I’m going to miss the Hermanator. There’s no question he was the most entertaining figure in the race. The machine-gun accusations about his inappropriate sexual behavior and marital infidelity would have sunk a more moderate candidate far sooner, but fortunately he was the darling of ultra-right family-values types, and they tend to gloss over those foibles when it’s one of their own.
Of course, it’s hard to blame an affair of 13 years’ duration on the liberal media conspiracy, so it looks like this, not the back-of-the-limo couch rugby sessions, is what will finally bring our dauntless warrior down.
Mr. Cain, who may have invented his candidacy as a gimmick to spur book sales, either didn’t intend to become anything more than an asterisk in the race, or he possesses such an overarching ego that he assumed he could bully his way past the inevitable scrutiny into his past that a front-runner always attracts. Whichever alternative you choose makes him supremely unsuited to serve as the leader of the Free World, and we aren’t even talking about the women.
Now we are stuck with Mitt and Newt.
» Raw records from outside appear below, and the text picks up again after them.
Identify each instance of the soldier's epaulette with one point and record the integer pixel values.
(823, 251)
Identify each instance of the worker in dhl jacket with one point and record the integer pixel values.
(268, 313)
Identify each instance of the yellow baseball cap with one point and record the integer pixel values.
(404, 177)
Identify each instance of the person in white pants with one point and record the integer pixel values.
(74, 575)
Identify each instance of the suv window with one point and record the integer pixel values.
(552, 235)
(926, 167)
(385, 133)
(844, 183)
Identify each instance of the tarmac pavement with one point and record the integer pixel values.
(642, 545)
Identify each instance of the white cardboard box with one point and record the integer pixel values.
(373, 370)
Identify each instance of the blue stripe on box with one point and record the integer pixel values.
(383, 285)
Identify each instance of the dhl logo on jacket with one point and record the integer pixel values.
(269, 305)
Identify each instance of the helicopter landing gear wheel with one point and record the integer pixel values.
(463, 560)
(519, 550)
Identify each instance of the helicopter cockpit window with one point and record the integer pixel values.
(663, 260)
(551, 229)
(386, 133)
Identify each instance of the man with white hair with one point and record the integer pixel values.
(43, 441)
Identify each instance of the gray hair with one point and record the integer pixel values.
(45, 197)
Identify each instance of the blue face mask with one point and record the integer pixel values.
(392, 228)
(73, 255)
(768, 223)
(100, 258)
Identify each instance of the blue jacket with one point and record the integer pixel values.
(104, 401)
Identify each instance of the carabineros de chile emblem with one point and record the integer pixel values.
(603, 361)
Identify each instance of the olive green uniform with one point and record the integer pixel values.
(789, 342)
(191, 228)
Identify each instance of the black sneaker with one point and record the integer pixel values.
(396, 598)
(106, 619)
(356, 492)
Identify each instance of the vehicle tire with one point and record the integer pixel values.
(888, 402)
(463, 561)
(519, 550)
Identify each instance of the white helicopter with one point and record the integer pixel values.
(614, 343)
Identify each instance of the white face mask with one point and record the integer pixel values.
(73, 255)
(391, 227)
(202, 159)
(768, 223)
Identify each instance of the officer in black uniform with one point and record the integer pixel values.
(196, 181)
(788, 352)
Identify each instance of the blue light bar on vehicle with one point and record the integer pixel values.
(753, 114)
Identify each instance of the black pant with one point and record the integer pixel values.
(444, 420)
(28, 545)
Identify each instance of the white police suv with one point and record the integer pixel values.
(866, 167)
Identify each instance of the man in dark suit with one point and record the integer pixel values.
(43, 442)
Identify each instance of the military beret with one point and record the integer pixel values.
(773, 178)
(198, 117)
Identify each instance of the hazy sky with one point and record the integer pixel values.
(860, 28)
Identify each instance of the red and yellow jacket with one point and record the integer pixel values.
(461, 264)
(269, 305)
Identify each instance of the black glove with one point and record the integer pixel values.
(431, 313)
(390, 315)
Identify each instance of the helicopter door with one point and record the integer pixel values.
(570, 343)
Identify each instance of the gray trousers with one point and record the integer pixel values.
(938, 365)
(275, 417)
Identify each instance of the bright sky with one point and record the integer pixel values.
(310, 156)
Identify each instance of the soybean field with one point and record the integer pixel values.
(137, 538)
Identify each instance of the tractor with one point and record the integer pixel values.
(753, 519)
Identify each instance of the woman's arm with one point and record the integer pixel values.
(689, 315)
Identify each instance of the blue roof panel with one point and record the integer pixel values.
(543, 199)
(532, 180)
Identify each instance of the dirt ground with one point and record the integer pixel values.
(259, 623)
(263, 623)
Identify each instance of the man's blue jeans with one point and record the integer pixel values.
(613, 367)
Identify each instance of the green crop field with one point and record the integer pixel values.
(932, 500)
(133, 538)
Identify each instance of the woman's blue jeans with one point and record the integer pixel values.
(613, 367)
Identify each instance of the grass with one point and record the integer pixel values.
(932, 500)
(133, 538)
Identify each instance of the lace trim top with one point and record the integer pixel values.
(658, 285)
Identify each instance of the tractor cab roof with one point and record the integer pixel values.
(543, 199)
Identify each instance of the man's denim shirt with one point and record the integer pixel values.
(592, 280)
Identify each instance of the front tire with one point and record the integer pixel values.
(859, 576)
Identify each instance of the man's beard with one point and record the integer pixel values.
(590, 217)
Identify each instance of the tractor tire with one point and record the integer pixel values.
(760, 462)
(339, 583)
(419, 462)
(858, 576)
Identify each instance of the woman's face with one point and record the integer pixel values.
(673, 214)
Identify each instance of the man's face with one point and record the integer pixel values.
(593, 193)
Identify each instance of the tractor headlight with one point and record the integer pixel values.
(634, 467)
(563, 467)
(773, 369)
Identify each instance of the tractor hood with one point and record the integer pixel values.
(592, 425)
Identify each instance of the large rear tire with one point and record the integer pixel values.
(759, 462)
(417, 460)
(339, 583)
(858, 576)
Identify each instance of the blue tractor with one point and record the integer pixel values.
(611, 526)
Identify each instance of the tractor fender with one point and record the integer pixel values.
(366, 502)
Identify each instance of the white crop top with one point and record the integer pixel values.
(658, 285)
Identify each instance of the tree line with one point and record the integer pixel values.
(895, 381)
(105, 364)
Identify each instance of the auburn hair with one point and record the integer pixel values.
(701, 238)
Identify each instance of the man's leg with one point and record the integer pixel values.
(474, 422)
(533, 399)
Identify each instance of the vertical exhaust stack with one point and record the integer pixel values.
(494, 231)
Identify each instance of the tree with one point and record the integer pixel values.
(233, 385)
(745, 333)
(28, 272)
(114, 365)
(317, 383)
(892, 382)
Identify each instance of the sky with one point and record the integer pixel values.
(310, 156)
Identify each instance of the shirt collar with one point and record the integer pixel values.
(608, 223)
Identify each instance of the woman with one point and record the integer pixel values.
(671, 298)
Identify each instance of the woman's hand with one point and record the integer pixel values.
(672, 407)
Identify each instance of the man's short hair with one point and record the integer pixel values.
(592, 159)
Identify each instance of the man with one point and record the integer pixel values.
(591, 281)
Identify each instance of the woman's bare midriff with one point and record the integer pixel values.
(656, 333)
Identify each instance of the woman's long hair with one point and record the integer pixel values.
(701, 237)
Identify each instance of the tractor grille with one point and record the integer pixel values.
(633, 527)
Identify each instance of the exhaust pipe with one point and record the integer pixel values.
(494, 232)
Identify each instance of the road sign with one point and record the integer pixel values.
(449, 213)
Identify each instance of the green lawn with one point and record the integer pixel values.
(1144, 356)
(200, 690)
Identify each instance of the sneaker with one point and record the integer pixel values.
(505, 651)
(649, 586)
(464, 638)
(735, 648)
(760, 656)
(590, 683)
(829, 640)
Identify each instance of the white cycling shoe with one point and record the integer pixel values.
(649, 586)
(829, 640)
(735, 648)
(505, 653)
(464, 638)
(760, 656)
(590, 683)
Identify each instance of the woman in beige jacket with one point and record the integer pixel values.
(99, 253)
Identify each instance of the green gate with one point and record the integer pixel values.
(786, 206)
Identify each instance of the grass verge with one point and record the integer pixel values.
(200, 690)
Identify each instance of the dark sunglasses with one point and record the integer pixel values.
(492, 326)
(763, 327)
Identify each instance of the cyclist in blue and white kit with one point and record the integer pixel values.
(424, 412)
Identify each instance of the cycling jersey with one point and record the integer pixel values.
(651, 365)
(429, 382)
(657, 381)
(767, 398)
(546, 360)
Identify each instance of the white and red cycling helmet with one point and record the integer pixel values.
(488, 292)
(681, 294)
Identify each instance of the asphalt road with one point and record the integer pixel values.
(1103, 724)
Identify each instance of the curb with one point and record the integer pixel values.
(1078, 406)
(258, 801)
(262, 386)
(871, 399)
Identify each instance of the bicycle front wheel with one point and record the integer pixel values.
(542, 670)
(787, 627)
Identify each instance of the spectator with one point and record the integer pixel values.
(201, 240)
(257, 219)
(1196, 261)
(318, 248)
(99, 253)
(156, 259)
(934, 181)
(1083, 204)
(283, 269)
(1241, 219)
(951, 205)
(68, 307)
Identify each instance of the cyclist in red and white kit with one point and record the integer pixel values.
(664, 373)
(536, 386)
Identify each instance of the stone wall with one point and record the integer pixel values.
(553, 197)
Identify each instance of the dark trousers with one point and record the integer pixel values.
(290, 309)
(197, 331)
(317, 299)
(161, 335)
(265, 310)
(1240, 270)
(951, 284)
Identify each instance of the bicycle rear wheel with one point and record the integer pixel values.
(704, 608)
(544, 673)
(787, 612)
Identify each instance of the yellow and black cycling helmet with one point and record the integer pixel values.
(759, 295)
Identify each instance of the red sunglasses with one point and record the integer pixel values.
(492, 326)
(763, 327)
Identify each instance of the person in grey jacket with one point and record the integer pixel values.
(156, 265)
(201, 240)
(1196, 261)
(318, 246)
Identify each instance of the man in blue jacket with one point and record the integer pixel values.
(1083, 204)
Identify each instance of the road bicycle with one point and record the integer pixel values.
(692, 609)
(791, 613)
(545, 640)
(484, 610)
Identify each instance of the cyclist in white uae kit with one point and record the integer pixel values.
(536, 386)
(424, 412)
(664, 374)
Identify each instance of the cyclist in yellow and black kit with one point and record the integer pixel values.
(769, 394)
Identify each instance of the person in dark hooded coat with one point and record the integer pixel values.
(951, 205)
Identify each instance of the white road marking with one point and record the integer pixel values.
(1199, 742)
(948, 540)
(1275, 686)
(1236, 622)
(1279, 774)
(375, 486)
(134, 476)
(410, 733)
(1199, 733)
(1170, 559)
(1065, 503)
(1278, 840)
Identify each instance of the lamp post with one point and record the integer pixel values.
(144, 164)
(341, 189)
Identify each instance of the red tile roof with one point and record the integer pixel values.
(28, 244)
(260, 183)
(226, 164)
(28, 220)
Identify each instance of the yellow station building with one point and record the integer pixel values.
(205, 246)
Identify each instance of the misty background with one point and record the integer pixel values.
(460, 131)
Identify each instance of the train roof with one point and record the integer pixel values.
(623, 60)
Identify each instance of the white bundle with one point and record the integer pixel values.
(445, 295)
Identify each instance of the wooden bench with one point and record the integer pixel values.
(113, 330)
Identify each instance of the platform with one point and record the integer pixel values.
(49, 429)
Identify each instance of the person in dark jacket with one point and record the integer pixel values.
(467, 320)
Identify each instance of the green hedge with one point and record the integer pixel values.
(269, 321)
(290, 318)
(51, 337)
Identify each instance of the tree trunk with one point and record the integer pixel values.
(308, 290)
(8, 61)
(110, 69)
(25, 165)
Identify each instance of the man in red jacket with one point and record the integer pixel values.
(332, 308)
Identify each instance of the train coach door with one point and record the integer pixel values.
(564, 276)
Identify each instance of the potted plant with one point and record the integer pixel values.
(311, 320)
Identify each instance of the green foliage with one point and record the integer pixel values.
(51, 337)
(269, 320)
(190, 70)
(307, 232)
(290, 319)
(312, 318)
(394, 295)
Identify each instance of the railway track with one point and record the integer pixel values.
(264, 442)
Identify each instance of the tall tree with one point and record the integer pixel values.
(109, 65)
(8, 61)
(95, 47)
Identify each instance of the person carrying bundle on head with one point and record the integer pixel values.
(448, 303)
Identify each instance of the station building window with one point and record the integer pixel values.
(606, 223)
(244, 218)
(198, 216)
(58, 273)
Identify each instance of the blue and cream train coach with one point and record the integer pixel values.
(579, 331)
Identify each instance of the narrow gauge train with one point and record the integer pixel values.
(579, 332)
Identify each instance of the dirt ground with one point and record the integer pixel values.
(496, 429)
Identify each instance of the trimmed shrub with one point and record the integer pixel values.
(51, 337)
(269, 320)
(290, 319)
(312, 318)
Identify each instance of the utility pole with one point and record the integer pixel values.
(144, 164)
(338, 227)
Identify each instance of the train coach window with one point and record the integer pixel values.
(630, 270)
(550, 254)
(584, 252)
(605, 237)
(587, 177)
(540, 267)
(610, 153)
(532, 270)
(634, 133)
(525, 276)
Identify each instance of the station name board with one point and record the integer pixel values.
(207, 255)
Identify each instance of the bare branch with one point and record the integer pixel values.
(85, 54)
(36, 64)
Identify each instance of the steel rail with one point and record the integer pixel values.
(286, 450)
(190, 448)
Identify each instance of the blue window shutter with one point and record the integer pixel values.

If you believe that, with few exceptions, only the dullest, most wishy-washy candidates can appeal to a broad enough swath of voters to get nominated, then you will agree that Newt’s future is limited.
Remember what happened to Howard Dean? He was going strong until “The Scream.” The Scream wasn’t a negative, in my opinion. It demonstrated some rare passion. It became the accepted wisdom, however, to condemn it. I think that’s because the Democratic Party establishment⎯with which Dean was at odds ⎯had the fix in with the media. Dean simply didn’t fit the plan. Note that they ultimately went with John Kerry, not exactly the kind of person you’d want to spend more than 30 seconds with at a cocktail party.